SEC fines Nvidia $5.5M for failing to declare cryptocurrency sales

Jeff Fisher, Senior Vice President of Gaming at Nvidia, holds an RTX 3090 Ti.

A photo: Nvidia

Nvidia, a graphics card maker since prehistoric times, has just been fined $5.5 million by the U.S. Securities and Exchange Commission for failing to tell investors how much of its 2017-2018 revenue came from crypto miners.

This $5.5 million is a settlement with the SEC regarding “Inadequate disclosure of the impact of cryptomining.” This particular case dates back to 2017, when the antics of crypto diggers made it very difficult for everyone else to buy a new graphics card, before those same people and the global chip shortage made matters worse.

In 2018 reports, Nvidia reported $9.714 billion in revenue, half of which came from “games,” but without properly specifying the role of cryptography in these numbers. These figures have risen fiscal year 2017, up as much as 52% in one quarter.

The SEC report states: “For consecutive quarters in Nvidia’s fiscal year 2018, the company did not disclose that crypto mining was an important element in its tangible revenue growth from the sale of its graphics processing units (GPUs) designed and sold for gaming. ”

That is, when its profits began to rise that year, Nvidia did not explain to investors why. When Nvidia recognized the huge mining market, it released its “Cryptocurrency Mining Processor” (CMP) line of GPUs specifically for crypto bros, but according to the SEC, their own workers knew that the rise in gaming GPU sales is also related to cryptocurrencies. . The report says,

Some employees of the company’s sales department, in particular in China, reported a significant increase in demand for gaming GPUs as a result of cryptocurrency mining. Additionally, while the company was unable to track when and which gaming GPUs were purchased for crypto mining purposes, company staff estimated, using various assumptions, that the impact of crypto mining was at levels indicating that crypto mining was significant. factor in the annual growth in gaming revenue during the relevant period.

Nvidia was required to disclose this distinction at the outset. Brazil– sounds like Form 10-Q, but, according to the Securities and Exchange Commission, did not do this, despite having the information on hand. The reason this is important to the SEC is because of the volatility associated with cryptocurrencies, which means that Nvidia has not given investors the full picture of why the numbers are rising. This meant there was less opportunity for investors to “make sure past results were indicative of future results.”

The accompanying SEC press release adds:

The SEC order also finds that Nvidia’s omission of material information about the growth of its gaming business is misleading, given that Nvidia did make statements about how other parts of the company’s business were driven by demand for cryptocurrencies, giving the impression that the company’s gaming business was not having an impact. significant impact on crypto-mining.

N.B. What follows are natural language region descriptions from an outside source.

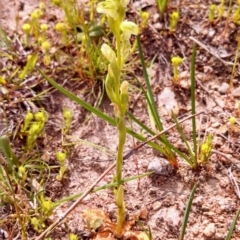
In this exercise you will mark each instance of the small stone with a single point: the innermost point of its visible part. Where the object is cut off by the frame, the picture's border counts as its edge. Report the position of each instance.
(220, 102)
(156, 205)
(210, 230)
(223, 88)
(143, 214)
(236, 92)
(160, 166)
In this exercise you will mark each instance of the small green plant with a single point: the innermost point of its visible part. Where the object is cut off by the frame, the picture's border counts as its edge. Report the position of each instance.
(73, 236)
(221, 8)
(196, 155)
(33, 126)
(61, 157)
(31, 62)
(162, 4)
(61, 28)
(174, 17)
(117, 91)
(67, 115)
(46, 207)
(212, 12)
(206, 149)
(176, 62)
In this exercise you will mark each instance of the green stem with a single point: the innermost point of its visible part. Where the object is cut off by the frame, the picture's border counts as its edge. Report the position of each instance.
(120, 192)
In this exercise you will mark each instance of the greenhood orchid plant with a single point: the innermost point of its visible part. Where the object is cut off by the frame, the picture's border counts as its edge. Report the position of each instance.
(118, 92)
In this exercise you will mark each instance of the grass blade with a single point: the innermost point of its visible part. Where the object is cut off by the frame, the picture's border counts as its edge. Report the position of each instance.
(149, 96)
(187, 212)
(180, 130)
(6, 148)
(154, 113)
(230, 232)
(193, 83)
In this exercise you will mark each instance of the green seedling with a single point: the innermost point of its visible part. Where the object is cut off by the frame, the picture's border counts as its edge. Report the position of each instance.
(10, 159)
(34, 22)
(26, 28)
(212, 12)
(67, 115)
(235, 61)
(174, 17)
(46, 46)
(46, 207)
(206, 149)
(31, 62)
(195, 155)
(117, 91)
(162, 4)
(176, 62)
(61, 157)
(44, 28)
(221, 9)
(27, 121)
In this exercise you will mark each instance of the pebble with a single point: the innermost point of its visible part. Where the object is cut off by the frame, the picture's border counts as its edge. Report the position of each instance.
(210, 230)
(160, 166)
(236, 92)
(223, 88)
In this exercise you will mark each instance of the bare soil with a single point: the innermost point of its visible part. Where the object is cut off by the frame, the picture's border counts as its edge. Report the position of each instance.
(163, 198)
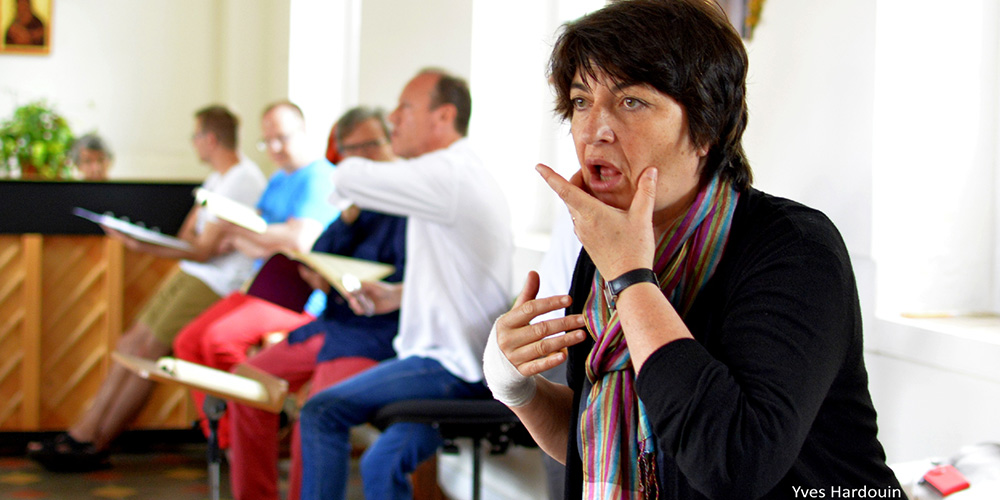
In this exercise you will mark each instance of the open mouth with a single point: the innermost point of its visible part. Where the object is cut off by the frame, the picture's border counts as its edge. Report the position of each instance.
(603, 174)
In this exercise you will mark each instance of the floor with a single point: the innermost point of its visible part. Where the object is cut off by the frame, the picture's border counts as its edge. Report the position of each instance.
(164, 466)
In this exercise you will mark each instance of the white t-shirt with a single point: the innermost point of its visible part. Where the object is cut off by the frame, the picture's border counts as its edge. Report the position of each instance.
(458, 250)
(244, 182)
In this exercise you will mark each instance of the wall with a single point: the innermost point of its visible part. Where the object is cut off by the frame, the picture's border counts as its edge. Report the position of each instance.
(136, 71)
(400, 38)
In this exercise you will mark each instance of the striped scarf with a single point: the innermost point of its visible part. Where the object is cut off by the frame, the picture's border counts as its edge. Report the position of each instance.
(617, 440)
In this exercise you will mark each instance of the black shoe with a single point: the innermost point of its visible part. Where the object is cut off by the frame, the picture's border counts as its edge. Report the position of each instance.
(62, 453)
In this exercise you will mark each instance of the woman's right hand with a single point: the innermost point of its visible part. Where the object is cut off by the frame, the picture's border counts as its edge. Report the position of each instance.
(517, 350)
(535, 348)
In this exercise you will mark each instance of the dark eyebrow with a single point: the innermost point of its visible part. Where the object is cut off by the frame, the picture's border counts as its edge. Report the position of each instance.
(622, 86)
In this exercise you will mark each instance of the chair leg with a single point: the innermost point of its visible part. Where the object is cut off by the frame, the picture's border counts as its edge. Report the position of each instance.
(476, 468)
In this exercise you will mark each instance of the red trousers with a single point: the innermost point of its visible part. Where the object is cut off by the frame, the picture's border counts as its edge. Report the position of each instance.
(253, 451)
(221, 336)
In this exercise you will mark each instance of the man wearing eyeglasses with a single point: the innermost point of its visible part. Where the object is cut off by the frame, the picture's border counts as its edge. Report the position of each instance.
(296, 210)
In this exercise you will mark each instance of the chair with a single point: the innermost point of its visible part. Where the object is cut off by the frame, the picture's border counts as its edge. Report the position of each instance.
(477, 419)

This apparently meant that investors were “deprived” of “critical information for evaluating a company’s business in a key market,” according to Christina Littman, head of SEC enforcement.

(For those who play drinking at home, it was section 17(a)(2) and (3) of the Securities Act of 1933 that was violated, along with the “disclosure provisions of the Securities and Exchange Act of 1934 “Drink!”)

This is despite the fact that investors “regularly” asked Nvidia’s senior management about “to what extent the growth in gaming revenue during this period was driven by crypto mining.” It appears that towards the end of fiscal year 2018, Nvidia began to acknowledge both the role of cryptocurrencies and its volatility, but in the meantime “offered and sold securities, including the issuance of shares as compensation to certain employees as part of the company’s employee incentives.” plans and sale of shares in accordance with the plan for the purchase of shares for employees.

Nvidia refused to acknowledge or deny these findings, but instead agreed to a cease and desist and a $5.5 million fine. You know what you do when you definitely don’t admit you did something wrong. ($5.5 million is 0.05% of the company’s reported revenue for 2018. That figure doesn’t make sense to her.)

Kotaku contacted to ask if Nvidia wanted to offer their side of the story, but the rep said, “We decline to comment.”

As edge notesthis volatility of cryptocurrencies proved to be a real problem in late 2018 when the entire Ponzi scheme market collapsed and Nvidia had to cut its projected profits by half a billion dollars.

Cryptocurrency: no one gives a shit since 2009.